Why Steven Spielberg and David Koepp Chose to Honor Classic Alien Mythology in ‘Disclosure Day’
Few filmmakers have spent more time staring at the sky than Steven Spielberg. From the wonder-soaked encounters of his early career to a lifetime of reported personal fascination with the UFO phenomenon, the director has always seemed magnetically drawn to the question of what might be out there. With ‘Disclosure Day,’ he returns to that obsession more than half a century after helping establish the pop-culture language around alien contact, this time imagining a world in which humanity receives definitive proof that we are not alone and powerful forces have long worked to keep that fact buried.
The film, written by David Koepp from a story by Spielberg and distributed by Universal Pictures, stars Emily Blunt and Josh O’Connor as two individuals seeking the truth about alien visitation, with Colin Firth playing a grim government operative determined to silence them. The ensemble also includes Colman Domingo, Eve Hewson, Wyatt Russell, and Elizabeth Marvel, with a score composed by John Williams. It marks yet another collaboration between Spielberg and Koepp, who have previously worked together on ‘Jurassic Park,’ ‘The Lost World,’ ‘War of the Worlds,’ and ‘Indiana Jones and the Kingdom of the Crystal Skull.’
At the center of the film’s mythology is a deliberate creative choice that Koepp has now publicly explained. Rather than reimagining what extraterrestrials might look like, the filmmakers leaned directly into the image most people already carry in their minds. When the aliens in ‘Disclosure Day’ appear in their true form, they present the classic extraterrestrial silhouette, complete with large heads, black eyes, gray skin, long thin fingers, and an overall humanoid shape, and are shown to vary significantly in size across the film.
In an exclusive interview with ScreenRant’s Liam Crowley, Koepp revealed that this was a conscious and deeply considered decision shared by both writer and director. As quoted in the screenshot shared by ScreenRant, Koepp explained that Spielberg had been clear from the start: “I want to respect the lore that’s out there. There’s a cultural memory of how things are and what might have happened. And I don’t want to fly in the face of that.” That philosophy extended to the screenplay itself, with Koepp noting the two set out to find “a unified theory of the UAP phenomenon,” choosing to include as much of the existing mythology as possible rather than debunking or filtering it.
The film mines roughly 70 years of UFO mythology, referencing touchstones like the 1947 Roswell crash and even more obscure folklore, such as a supposed incident in which President Nixon showed actor Jackie Gleason the bodies of recovered aliens.
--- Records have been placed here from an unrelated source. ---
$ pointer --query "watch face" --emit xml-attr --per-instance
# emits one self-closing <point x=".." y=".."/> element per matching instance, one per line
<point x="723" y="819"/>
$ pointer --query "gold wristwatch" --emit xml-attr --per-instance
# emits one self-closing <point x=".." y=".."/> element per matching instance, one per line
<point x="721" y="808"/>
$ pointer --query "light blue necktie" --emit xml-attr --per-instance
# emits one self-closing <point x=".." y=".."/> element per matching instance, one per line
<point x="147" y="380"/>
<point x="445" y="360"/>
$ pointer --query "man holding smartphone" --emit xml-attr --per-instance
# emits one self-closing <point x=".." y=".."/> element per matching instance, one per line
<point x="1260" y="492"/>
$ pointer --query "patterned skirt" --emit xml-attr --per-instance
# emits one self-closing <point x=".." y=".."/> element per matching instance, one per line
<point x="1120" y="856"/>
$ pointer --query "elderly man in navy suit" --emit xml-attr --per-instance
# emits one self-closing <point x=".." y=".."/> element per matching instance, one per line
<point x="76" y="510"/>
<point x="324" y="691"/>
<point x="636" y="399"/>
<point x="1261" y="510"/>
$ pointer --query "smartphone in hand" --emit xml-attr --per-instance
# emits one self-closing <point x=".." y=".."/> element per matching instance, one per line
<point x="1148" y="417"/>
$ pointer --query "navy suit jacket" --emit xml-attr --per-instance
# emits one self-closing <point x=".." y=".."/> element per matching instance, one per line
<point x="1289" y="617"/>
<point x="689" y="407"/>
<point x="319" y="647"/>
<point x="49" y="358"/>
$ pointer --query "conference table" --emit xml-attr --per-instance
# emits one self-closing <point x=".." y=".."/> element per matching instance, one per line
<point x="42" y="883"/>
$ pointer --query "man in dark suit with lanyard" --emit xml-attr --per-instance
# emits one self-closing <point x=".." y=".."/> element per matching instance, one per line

The approach reflects Spielberg’s own lifelong investment in the subject, one he described to Empire magazine as “seven solid decades of a vast personal interest in what lies beyond our atmosphere.”
Audiences have responded warmly to the film’s grounded reverence for the mythology. ‘Disclosure Day’ opened to roughly 44 million dollars domestically across 3,824 North American theaters, landing at number one at the box office in its debut weekend. That figure also makes it Spielberg’s highest opening weekend for any project based on an original screenplay, surpassing the domestic starts of both ‘Minority Report’ and ‘Saving Private Ryan.’ Critics have been largely supportive as well, with the film earning an 82 percent score on Rotten Tomatoes and a Metacritic score of 75.

With a filmmaker of Spielberg’s stature deliberately choosing to honor rather than subvert what audiences already believe about alien life, ‘Disclosure Day’ arrives as something rarer than most blockbusters: a film that trusts its audience’s imagination. Whether that gamble sustains the film through its theatrical run remains to be seen, but after decades of science fiction movies trying to reinvent the extraterrestrial wheel, there is something genuinely refreshing about the choice to say that the cultural memory was right all along. Does the decision to embrace the classic alien image make the creatures in ‘Disclosure Day’ more unsettling for you, or would you have preferred Spielberg take the design somewhere entirely new?